The above has been supported by the experimental findings of Barton and Choubey [
4]. In this respect, Barton and Choubey performed three tilt tests on a 40 × 45 cm joint area (sliding along the long dimension) and they found an (average) joint roughness coefficient value equal to 5.5. The same sample was sawn by Barton and Choubey into 18 samples 4.9 × 9.8 cm in size (samples by 45/9.8 = 4.6 times shorter in the shear direction than the original joint area). The shear direction was marked so that each of the small specimens could be tilt-tested, push-tested and shear box tested in the same direction as the original tilt test of the 45 cm long joint. The results of this investigation are summarized in
Table 3. From the table in question it is inferred that: (i) The (mean) JRC value depends greatly on the type of test; (ii) the standard deviation alone is not a good index for indicating the proper type of test; and (iii) the best estimate was obtained from the tilt test (please compare the JRC
n = 5.12 value with the JRC
n = 5.5 for the 40 × 45 cm joint area). The latter could be attributed to test compatibility, as the 40 × 45 cm joint area was also tested on a tilt test configuration.
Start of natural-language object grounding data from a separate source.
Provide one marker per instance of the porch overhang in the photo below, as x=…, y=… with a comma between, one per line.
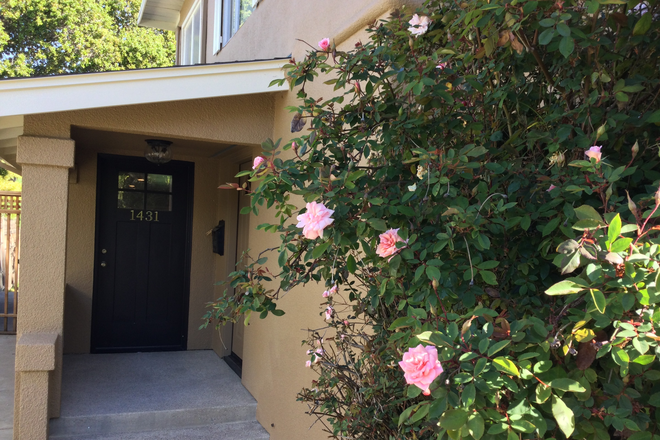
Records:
x=160, y=14
x=27, y=96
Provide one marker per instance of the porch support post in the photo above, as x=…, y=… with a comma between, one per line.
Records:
x=45, y=164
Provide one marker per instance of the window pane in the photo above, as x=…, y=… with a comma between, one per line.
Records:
x=130, y=200
x=159, y=202
x=131, y=180
x=247, y=6
x=196, y=37
x=159, y=182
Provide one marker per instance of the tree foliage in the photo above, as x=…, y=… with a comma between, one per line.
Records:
x=530, y=266
x=48, y=37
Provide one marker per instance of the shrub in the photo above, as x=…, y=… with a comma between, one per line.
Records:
x=524, y=254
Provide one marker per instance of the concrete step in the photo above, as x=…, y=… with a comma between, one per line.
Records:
x=224, y=431
x=135, y=422
x=153, y=395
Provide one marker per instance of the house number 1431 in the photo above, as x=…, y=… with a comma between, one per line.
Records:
x=147, y=216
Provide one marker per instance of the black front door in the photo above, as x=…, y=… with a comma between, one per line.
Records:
x=142, y=260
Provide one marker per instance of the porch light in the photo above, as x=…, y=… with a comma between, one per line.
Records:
x=158, y=151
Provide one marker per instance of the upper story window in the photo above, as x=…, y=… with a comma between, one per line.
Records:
x=229, y=17
x=191, y=36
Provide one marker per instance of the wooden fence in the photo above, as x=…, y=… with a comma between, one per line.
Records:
x=10, y=224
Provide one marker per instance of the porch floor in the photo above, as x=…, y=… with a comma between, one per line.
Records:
x=7, y=359
x=112, y=395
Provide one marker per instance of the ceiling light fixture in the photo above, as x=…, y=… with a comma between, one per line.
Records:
x=158, y=151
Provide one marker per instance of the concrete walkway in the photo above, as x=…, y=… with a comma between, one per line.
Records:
x=7, y=357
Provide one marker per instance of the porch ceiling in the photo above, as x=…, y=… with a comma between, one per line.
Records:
x=160, y=14
x=27, y=96
x=109, y=141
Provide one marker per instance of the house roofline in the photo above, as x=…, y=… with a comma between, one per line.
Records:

For considering the extent of the pattern of fluctuations on the JRC value, the authors suggest that the JRC be determined based on joint profiles of adequate length. This suggestion is independent of the method adopted (i.e., determination of JRC in the field, in the laboratory or based on correlations e.g., with Z2 or SF). For discontinuities with large scale waviness, apparently, this length should be even greater. A test joint surface length is adequate when considering greater length, as the JRC value remains practically the same.
It is noted that, if the present method is adopted, no correction for the influence of scale on JRC (such as the one proposed by Barton and Bandis [
30]; see Equation (22)), is required. However, because of the greater possibility of weaknesses in a large surface, it is likely that the average joint wall compressive strength (JCS) decreases with increasing scale. In this respect, Barton and Bandis’ [
30] scale correction for JCS (recall Equation (6)) is suggested. It is additionally mentioned that, Barton and Bandis’s [
30] scale correction was derived from shear tests over a ten-fold range of block sizes, involving linear extrapolation outside the block size range 0.1 m to 1 m. On the contrary, the proposed method is straightforward, not involving such procedures.
Finally, as the problem is clearly one dimensional, and since sliding will take place along a specific direction, the final JRC value should be an average value derived from a number of profiles parallel to the direction of sliding. In this respect, the JRC = 145.5 σ/θ relationship is a convenient and reliable tool for such an analysis. Refinement of this relationship based on longer sampling domain lengths is subject matter of future research by the authors, although it is believed that this best fit equation will not dramatically change.